WOD: Tuesday 240305
• Coaching Notes
Today's focus is on the hinge pattern and strengthening our posterior chain. We'll kick things off with the Deadlift, gradually working up to heavy sets of 3. Our aim in this progression is to cultivate strength, maintain proper positions, and ensure consistent speed on the bar.
Given the challenging load of the Deadlift and our emphasis on absolute strength and slow strength, speed isn't the primary concern. However, we also want to avoid the lift looking overly taxing. Therefore, take the time to thoroughly explain the mechanics to the athletes, helping them understand the nuances of the Deadlift. I find it helpful to refer to "reps in reserve" to guide the type of effort we're aiming for. During our final 3 reps today, athletes should have 3-4 reps left in the tank—finishing strong but with more to give.
Following the Deadlift session, we'll transition into the workout of the day. Each minute will begin with 10 American Kettlebell Swings, followed by tackling Burpee Pull-Ups for the remainder of the minute. We'll continue this cycle until 50 Burpee Pull-Ups are completed.

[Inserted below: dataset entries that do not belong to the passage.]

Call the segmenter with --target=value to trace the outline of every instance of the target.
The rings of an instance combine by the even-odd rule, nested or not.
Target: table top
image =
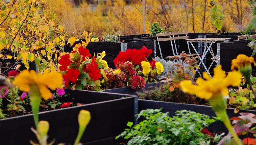
[[[215,42],[216,41],[226,41],[231,39],[231,38],[201,38],[186,39],[189,42]]]

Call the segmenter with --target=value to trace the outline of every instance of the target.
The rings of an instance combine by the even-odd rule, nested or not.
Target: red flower
[[[155,67],[155,66],[156,66],[156,62],[157,62],[157,61],[154,60],[153,58],[152,59],[152,61],[150,62],[150,65],[151,65],[151,67],[152,67],[152,69],[154,69],[154,67]]]
[[[201,131],[201,132],[204,134],[205,135],[208,135],[211,137],[213,137],[212,133],[211,133],[206,128],[204,128]]]
[[[245,138],[243,139],[243,141],[244,142],[244,143],[246,144],[256,145],[256,139],[255,138]],[[248,143],[248,144],[247,144]]]
[[[89,57],[92,56],[92,55],[90,54],[90,51],[88,49],[86,48],[83,48],[83,46],[80,46],[78,48],[78,51],[81,55],[83,56],[82,59],[83,61],[85,60],[85,57],[87,59],[88,59]]]
[[[72,62],[69,60],[69,55],[66,54],[60,57],[60,59],[59,60],[59,63],[61,65],[60,66],[60,70],[66,71],[68,69],[67,66],[70,65]]]
[[[149,56],[152,53],[152,50],[147,49],[147,48],[145,46],[143,46],[141,48],[141,50],[142,53],[147,56]]]
[[[17,70],[12,70],[8,72],[8,76],[15,77],[19,74],[19,72]]]
[[[77,80],[77,78],[80,74],[80,72],[78,70],[74,69],[72,68],[68,69],[68,72],[66,74],[63,76],[66,87],[68,86],[69,81],[73,83],[76,82]]]
[[[84,69],[85,71],[89,72],[89,75],[95,80],[98,80],[101,76],[99,73],[99,69],[97,69],[98,64],[95,63],[95,58],[94,56],[92,58],[92,62],[87,64]]]
[[[71,103],[71,102],[64,103],[61,105],[61,106],[60,106],[60,108],[62,108],[62,107],[70,107],[69,106],[69,105],[70,105]]]
[[[152,50],[148,50],[145,46],[141,50],[128,49],[125,52],[120,51],[114,60],[114,64],[116,65],[118,62],[129,61],[135,65],[140,64],[141,62],[145,60],[145,57],[149,56],[152,53]]]
[[[140,76],[132,76],[129,83],[130,84],[129,86],[133,89],[145,87],[145,81],[143,78]]]

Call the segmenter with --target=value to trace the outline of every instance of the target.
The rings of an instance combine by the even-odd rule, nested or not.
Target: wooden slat
[[[157,39],[158,41],[171,41],[173,40],[173,38],[159,38]]]
[[[172,34],[173,34],[173,35],[180,35],[181,34],[188,34],[188,32],[172,32]]]
[[[254,35],[251,35],[250,36],[250,37],[252,38],[256,38],[256,34]]]
[[[203,54],[199,54],[199,55],[202,55]],[[197,54],[196,53],[192,53],[192,54],[188,54],[187,55],[186,55],[184,56],[184,57],[190,57],[191,56],[197,56]],[[173,57],[182,57],[182,56],[180,55],[175,55],[175,56],[166,56],[165,57],[163,57],[164,58],[173,58]]]
[[[170,36],[172,35],[172,32],[165,33],[158,33],[158,34],[156,34],[156,36],[157,36],[157,37],[160,37],[160,36]]]
[[[173,40],[180,40],[180,39],[188,39],[188,36],[181,36],[178,37],[173,37]]]
[[[237,37],[236,38],[236,40],[238,40],[238,38],[239,38],[239,40],[241,40],[244,39],[246,39],[246,38],[248,36],[248,35],[243,35],[242,36],[237,36]]]

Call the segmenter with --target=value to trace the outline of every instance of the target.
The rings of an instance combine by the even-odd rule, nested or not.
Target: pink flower
[[[4,98],[9,93],[7,87],[3,86],[0,87],[0,98]]]
[[[23,99],[24,99],[27,96],[27,92],[24,92],[22,93],[21,95],[21,97],[20,98],[21,99],[21,100],[23,101]]]
[[[61,96],[62,96],[65,94],[65,90],[63,89],[58,88],[57,89],[56,92],[58,95]]]
[[[69,105],[70,105],[70,104],[71,103],[70,102],[67,102],[67,103],[64,103],[61,106],[60,106],[60,108],[62,107],[69,107]]]

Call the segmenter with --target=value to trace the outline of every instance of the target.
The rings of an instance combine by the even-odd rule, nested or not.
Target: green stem
[[[250,75],[248,75],[245,76],[245,80],[246,81],[246,82],[247,82],[248,85],[249,86],[249,87],[250,88],[250,89],[252,91],[252,93],[254,95],[254,97],[253,97],[253,98],[250,98],[251,100],[253,100],[253,98],[256,98],[256,94],[255,94],[254,90],[252,88],[252,86],[251,85],[251,81]]]
[[[239,139],[237,135],[236,134],[236,133],[234,130],[233,126],[232,126],[231,123],[230,123],[229,118],[227,114],[227,112],[226,110],[215,112],[215,113],[216,113],[216,115],[218,117],[221,118],[227,128],[232,134],[232,135],[233,136],[233,138],[237,144],[238,145],[243,145],[243,144],[241,142],[241,140]]]
[[[30,91],[29,93],[30,98],[30,103],[32,108],[32,112],[33,113],[35,124],[37,130],[38,129],[38,123],[39,120],[38,113],[39,111],[39,107],[41,102],[41,94],[39,91],[39,89],[36,85],[31,85],[30,87]]]
[[[77,135],[77,137],[76,139],[76,141],[75,142],[75,143],[74,145],[77,145],[79,143],[80,140],[83,136],[83,132],[85,129],[85,127],[81,127],[81,126],[79,127],[79,131],[78,132],[78,135]]]

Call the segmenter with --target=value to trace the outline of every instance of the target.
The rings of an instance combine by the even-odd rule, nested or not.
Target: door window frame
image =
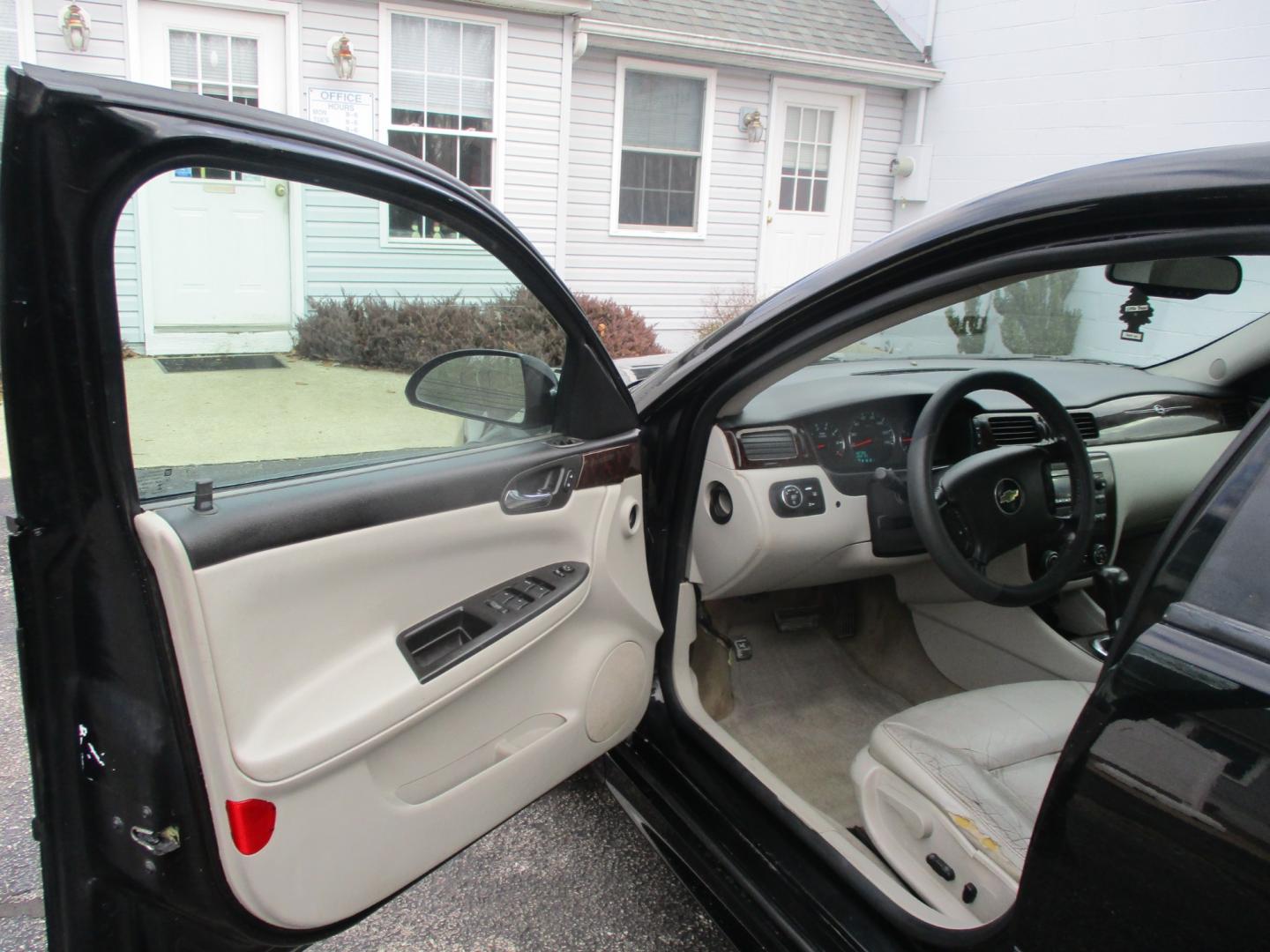
[[[701,151],[697,166],[696,225],[691,228],[673,225],[621,225],[617,221],[617,207],[621,201],[622,123],[626,114],[627,70],[705,80],[705,93],[701,103]],[[714,103],[716,81],[718,71],[710,66],[688,66],[686,63],[662,62],[658,60],[636,60],[626,56],[617,57],[616,85],[613,88],[613,169],[608,195],[608,234],[611,236],[681,240],[701,240],[707,237],[706,232],[710,221],[710,160],[715,124]]]
[[[404,14],[419,19],[448,20],[451,23],[472,23],[494,28],[494,121],[489,138],[494,142],[490,169],[490,197],[493,206],[503,207],[503,169],[507,154],[507,20],[500,17],[456,13],[434,6],[408,6],[405,4],[380,4],[380,66],[378,66],[378,141],[389,141],[392,128],[392,17]],[[409,152],[403,152],[409,155]],[[428,249],[471,250],[471,242],[462,237],[394,237],[389,235],[387,208],[380,211],[380,244],[385,248],[411,246],[425,244]]]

To ensure appropriate volume and intensity, we're setting a minimum expectation of 5 reps for Burpee Pull-Ups per minute, with a time cap of 10 minutes for the entire workout. This cap ensures athletes aren't excessively fatigued, especially considering the demanding nature of the combination of Burpees and Kettlebell Swings on the posterior chain.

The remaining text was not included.